Avoiding the Dead   

An imaginative attempt to attract public and political attention to the post-restriction death toll played out late this summer prior to the Aug. 30 meeting of the legislature’s health committee, called to hear from Dr. Strang and other officials on the topic of vaccines. According to the CBC, on August 30 legislators were greeted by a string of 492 red and white paper hearts mounted on the fence surrounding Province House.

The hearts were put there by Protect our Province Nova Scotia (PoPNS), to commemorate the 492 citizens who, to that point, had succumbed to the virus. PoPNS (there are similar PoPs in some other provinces) want the government to re-introduce some public health measures (masking, physical distancing)  and improve the lagging vaccination uptake.
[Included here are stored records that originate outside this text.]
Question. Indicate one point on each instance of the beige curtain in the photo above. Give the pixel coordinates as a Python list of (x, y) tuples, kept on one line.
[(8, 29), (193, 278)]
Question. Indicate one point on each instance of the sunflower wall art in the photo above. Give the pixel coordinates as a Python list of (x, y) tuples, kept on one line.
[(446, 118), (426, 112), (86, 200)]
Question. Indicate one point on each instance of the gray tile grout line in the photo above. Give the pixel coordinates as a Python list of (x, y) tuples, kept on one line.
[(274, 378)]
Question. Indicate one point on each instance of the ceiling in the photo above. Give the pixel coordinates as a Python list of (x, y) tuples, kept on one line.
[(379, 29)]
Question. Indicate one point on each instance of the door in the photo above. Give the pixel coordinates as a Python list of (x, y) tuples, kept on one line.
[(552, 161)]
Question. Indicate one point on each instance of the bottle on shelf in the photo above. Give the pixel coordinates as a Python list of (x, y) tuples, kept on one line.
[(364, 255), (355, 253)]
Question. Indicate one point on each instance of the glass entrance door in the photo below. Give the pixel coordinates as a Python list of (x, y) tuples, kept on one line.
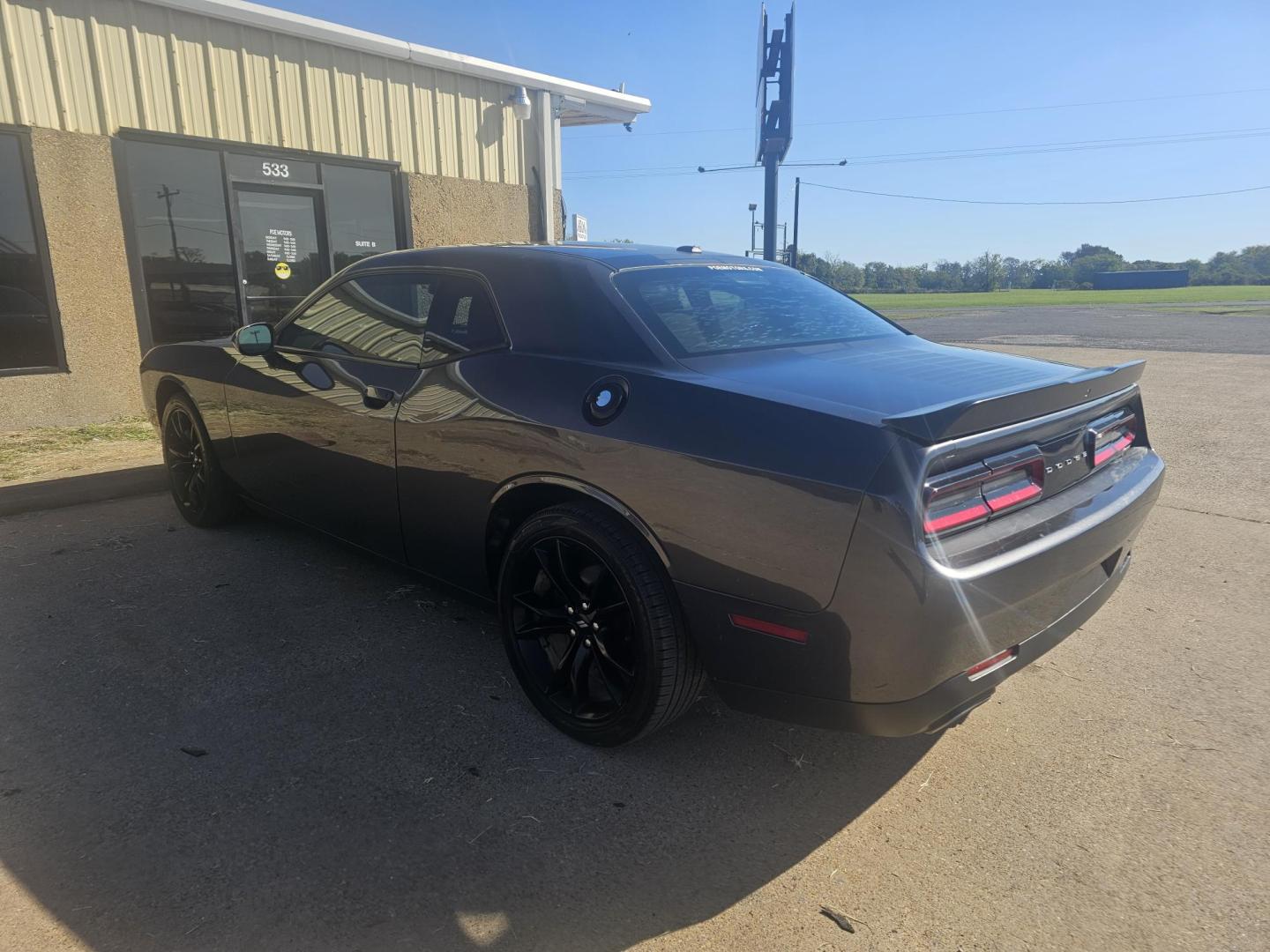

Aside from the CBC, their efforts didn’t receive much media attention  and the demonstration  doesn’t seem to have made an impact on the meeting that followed.

Pro-forma condolences for a few that marked the early days of the pandemic did not translate, months later, into an expression of sympathy for the many who had died since. In the Hansard account of the meeting the word “deaths” appeared only a couple of times.

Dr. Strang reiterated public health recommendation for Nova Scotians to make the “personal choice” to wear masks in crowded public spaces and stay up to date on vaccines. But two other things he said stand out.

First, he called for Nova Scotians to take “a balanced approach” to the virus.“You have to respect COVID-19, realize it’s here, but you don’t have to be paralyzed by fear, and you need to find that middle ground.” Secondly, he noted  “ it’s an unfortunate fact of COVID-19 that people who are elderly, often with multiple co-morbidities, are at extreme risk.” Translation: unless you are old and infirm, don’t worry too much about COVID – the government’s Omicron message in a nutshell.